GenESIS Framework - GPT Model Evaluation Guide

This guide provides comprehensive instructions for evaluating GPT models using the GenESIS framework on various datasets in the MultiNet benchmark.

Overview

The GenESIS (Generalizable Extendable Stratified Inference System) framework allows you to evaluate GPT models in a zero-shot setting using OpenAI's batch API. The evaluation process consists of two steps:

Send batch jobs - Submit evaluation requests to the OpenAI API
Run evaluation - Retrieve results and calculate metrics

Environment Setup

Prerequisites

First, ensure you have completed the base MultiNet environment setup as described in the main README.

OpenAI API Key

You will need an OpenAI API key to use the GenESIS framework. The script will prompt you to enter it when running evaluations.

Model Configuration

For MultiNet V1 GPT-5 evaluations, we use gpt-5-2025-08-07.

Other supported models can be found in src/config.json

Dataset Evaluations

1. ODINW (Object Detection in the Wild)

ODINW is an object detection benchmark consisting of multiple subdatasets.

Step 1: Send Batch Jobs

cd MultiNet/scripts/eval_vlm
python send_batch_jobs_vlm_single_ds.py \
  --data_root_dir < Path to the root dataset directory containing the odinw directory > \
  --dataset_family odinw \
  --dataset_name < specific ODINW subdataset name > \
  --model < gpt model name > \
  --metadata_dir < path to save batch info > \
  --batch_size < batch size >

Parameters:

--data_root_dir: Required - Path to the root dataset directory containing the odinw directory
--dataset_family: Required - Set to odinw
--dataset_name: Required - Specific ODINW subdataset name (see definitions/odinw.py for accepted dataset names)
- Examples: AerialMaritimeDrone, AmericanSignLanguageLetters, Aquarium, BCCD, ChessPieces, selfdrivingCar, etc.
--model: Required - GPT model name (see src/config.json)
--metadata_dir: Required - Directory to save batch information
--batch_size: Batch size for evaluation (default: 1)
--k_shots: Number of few-shot examples (default: 0)

Step 2: Run Evaluation

python run_batch_eval_vlm.py \
  --batch_job_info_path < path to batch info json file > \
  --results_path < path to save results json >

2. PIQA (Physical Interaction QA)

PIQA is a question answering dataset focused on physical commonsense reasoning.

Step 1: Send Batch Jobs

cd MultiNet/scripts/eval_vlm
python send_batch_jobs_vlm_single_ds.py \
  --data_root_dir < Path to the the dataset directory containing the piqa directory > \
  --dataset_family piqa \
  --dataset_name piqa \
  --model < gpt model name > \
  --metadata_dir < path to save batch info > \
  --batch_size < batch size >

Step 2: Run Evaluation

python run_batch_eval_vlm.py \
  --batch_job_info_path < path to batch info json file > \
  --results_path < path to save results json >

3. SQA3D (Situated Question Answering in 3D Scenes)

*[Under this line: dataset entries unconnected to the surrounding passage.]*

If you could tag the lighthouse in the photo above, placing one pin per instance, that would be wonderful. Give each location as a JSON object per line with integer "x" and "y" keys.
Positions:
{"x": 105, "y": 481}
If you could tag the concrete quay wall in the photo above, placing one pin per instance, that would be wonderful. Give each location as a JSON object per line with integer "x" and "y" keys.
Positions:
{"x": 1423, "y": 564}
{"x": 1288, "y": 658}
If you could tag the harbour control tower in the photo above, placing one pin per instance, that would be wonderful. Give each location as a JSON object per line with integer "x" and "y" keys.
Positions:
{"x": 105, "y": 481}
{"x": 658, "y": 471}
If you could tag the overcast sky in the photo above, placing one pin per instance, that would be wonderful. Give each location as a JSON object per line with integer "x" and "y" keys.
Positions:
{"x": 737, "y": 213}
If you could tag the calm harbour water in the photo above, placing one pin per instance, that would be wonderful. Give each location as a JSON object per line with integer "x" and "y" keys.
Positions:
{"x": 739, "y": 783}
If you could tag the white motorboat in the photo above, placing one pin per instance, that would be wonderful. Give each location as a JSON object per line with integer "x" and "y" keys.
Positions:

SQA3D is a question answering dataset for 3D scene understanding.

Step 1: Send Batch Jobs

cd MultiNet/scripts/eval_vlm
python send_batch_jobs_vlm_single_ds.py \
  --data_root_dir < Path to the root dataset directory containing the sqa3d directory > \
  --dataset_family sqa3d \
  --dataset_name sqa3d \
  --model < gpt model name > \
  --metadata_dir < path to save batch info > \
  --batch_size < batch size >

Step 2: Run Evaluation

python run_batch_eval_vlm.py \
  --batch_job_info_path < path to batch info json file > \
  --results_path < path to save results json >

4. RoboVQA (Robot Visual Question Answering)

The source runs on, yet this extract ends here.